You can also add a subscriptions form anywhere on your website with a simple html code that you can find on their help page here under “Where will my subscriptions appear on my site” on number 3.
Additionally, you can download a list of all email subscribers at any time if you decide to change email platforms or merge marketing lists. To do that, go to Jetpack > Site Stats. Scroll to the bottom, and you will see a Subscriptions box. Click on your subscriber count, and you will find the list, which you can download.
The Jetpack subscription widget is great for many reasons. You can rest easy knowing it is safe and reliable because it was built by WordPress. However, be aware that there are not many customization options. The subscriptions service doesn’t allow you to create lists to customize emails. But, you can manually export the email address and upload them to a service like MailChimp or Constant Contact.
Gravity forms is a WordPress plugin that allows you to quickly build and design WordPress forms using their powerful editor. This is a powerful enterprise-level plugin that works well, but it is complicated. It is probably overkill for most small inns. However, larger properties that employ their own marketing and web design individuals should leverage the power of Gravity Forms to connect to more third-party services–such as Salesforce, Zendesk, or email services like Mailchimp.
With Gravity Forms, you can collect any kind of information you want–from their name and email, to more advanced information such as addresses, website URLs, and file uploads. There are many features, but we we’ll focus on the ones best for email.
The basic personal license costs $39/year which includes one website, unlimited forms and unlimited entries. However, it doesn’t include any of the add-ons. The second tier, business license, costs $99/year and includes the add-ons. The most relevant add-ons are the ones that connect to email management services like MailChimp and iContact. These add-ons allow you to automatically add subscribers to your email lists when a form is submitted. That way you can save time uploading and sorting email addresses.
Although this option costs money, email marketing remains one of the most powerful digital marketing tactics. Gravity forms allows you to create many different types of forms that you can use to power your entire website. For example, you could use a form on room type pages to enable guests to request more information.
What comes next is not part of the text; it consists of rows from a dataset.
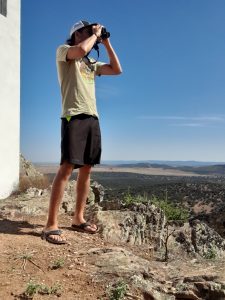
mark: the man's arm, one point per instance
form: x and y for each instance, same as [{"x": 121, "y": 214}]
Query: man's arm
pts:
[
  {"x": 114, "y": 67},
  {"x": 85, "y": 46},
  {"x": 81, "y": 49}
]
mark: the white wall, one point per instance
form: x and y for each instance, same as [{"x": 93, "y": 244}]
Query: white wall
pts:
[{"x": 9, "y": 98}]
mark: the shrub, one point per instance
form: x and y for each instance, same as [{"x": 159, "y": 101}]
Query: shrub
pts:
[
  {"x": 118, "y": 291},
  {"x": 172, "y": 212}
]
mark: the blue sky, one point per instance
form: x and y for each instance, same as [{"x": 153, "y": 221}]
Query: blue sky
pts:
[{"x": 169, "y": 102}]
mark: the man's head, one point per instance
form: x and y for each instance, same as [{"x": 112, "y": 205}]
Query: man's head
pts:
[{"x": 80, "y": 31}]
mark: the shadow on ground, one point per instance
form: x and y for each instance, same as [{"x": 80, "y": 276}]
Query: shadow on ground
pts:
[{"x": 18, "y": 227}]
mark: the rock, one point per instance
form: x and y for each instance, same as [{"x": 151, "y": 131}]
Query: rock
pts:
[
  {"x": 27, "y": 168},
  {"x": 200, "y": 287},
  {"x": 198, "y": 238},
  {"x": 143, "y": 224},
  {"x": 98, "y": 191}
]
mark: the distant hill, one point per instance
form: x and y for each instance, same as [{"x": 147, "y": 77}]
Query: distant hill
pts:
[
  {"x": 202, "y": 170},
  {"x": 161, "y": 162}
]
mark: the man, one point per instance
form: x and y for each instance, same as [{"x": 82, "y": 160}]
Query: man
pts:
[{"x": 80, "y": 132}]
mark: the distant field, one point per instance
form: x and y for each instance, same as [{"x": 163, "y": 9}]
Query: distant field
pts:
[
  {"x": 46, "y": 169},
  {"x": 159, "y": 182}
]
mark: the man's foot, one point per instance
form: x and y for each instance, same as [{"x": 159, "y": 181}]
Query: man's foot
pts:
[
  {"x": 53, "y": 236},
  {"x": 85, "y": 227}
]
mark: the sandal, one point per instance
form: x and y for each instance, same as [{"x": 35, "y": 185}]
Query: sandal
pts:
[
  {"x": 45, "y": 235},
  {"x": 83, "y": 227}
]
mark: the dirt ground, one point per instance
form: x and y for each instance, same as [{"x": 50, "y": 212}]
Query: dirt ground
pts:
[{"x": 27, "y": 260}]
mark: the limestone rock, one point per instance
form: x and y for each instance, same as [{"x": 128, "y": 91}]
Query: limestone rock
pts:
[
  {"x": 27, "y": 168},
  {"x": 197, "y": 237},
  {"x": 142, "y": 224}
]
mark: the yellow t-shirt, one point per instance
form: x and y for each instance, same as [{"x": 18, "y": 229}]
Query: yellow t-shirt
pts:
[{"x": 77, "y": 84}]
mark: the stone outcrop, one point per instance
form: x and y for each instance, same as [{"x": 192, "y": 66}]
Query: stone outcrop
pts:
[
  {"x": 198, "y": 238},
  {"x": 151, "y": 278},
  {"x": 140, "y": 224},
  {"x": 27, "y": 168}
]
Most email services, like MailChimp, offer their own plugins that you can install to your website. MailChimp has a directory of integrations that help you gather email addresses. For example, this MailChimp Widget creates a simple sign up form in your sidebar.
Another available widget is the MailMunch Email List Builder. This widget is a pop-up window that you can use to target people on certain pages of your website. While many people find pop-up windows annoying, they are effective in collecting email addresses. The widget also allows you to do A/B testing to eliminate guesswork from your decision making.
As we mentioned above, most email services will have their own widgets that you can plug into your website to collect email addresses. If you already use an email service, check what options they have available.
Sometimes it’s as simple as copying and pasting a code into your widget sidebar. Fanbridge, for example, offers you a simple code. To install it, open up your widgets, drag a new “text” widget into your sidebar, and paste the code from Fanbridge into it. Boom. Easy as that.
Because WordPress is so popular, there are countless plugins available to enable your email marketing strategy. The plugins listed above use the most common and well-known services. They are not the only plugins available, so if for some reason they don’t meet your needs, a little research will lead you in the right direction.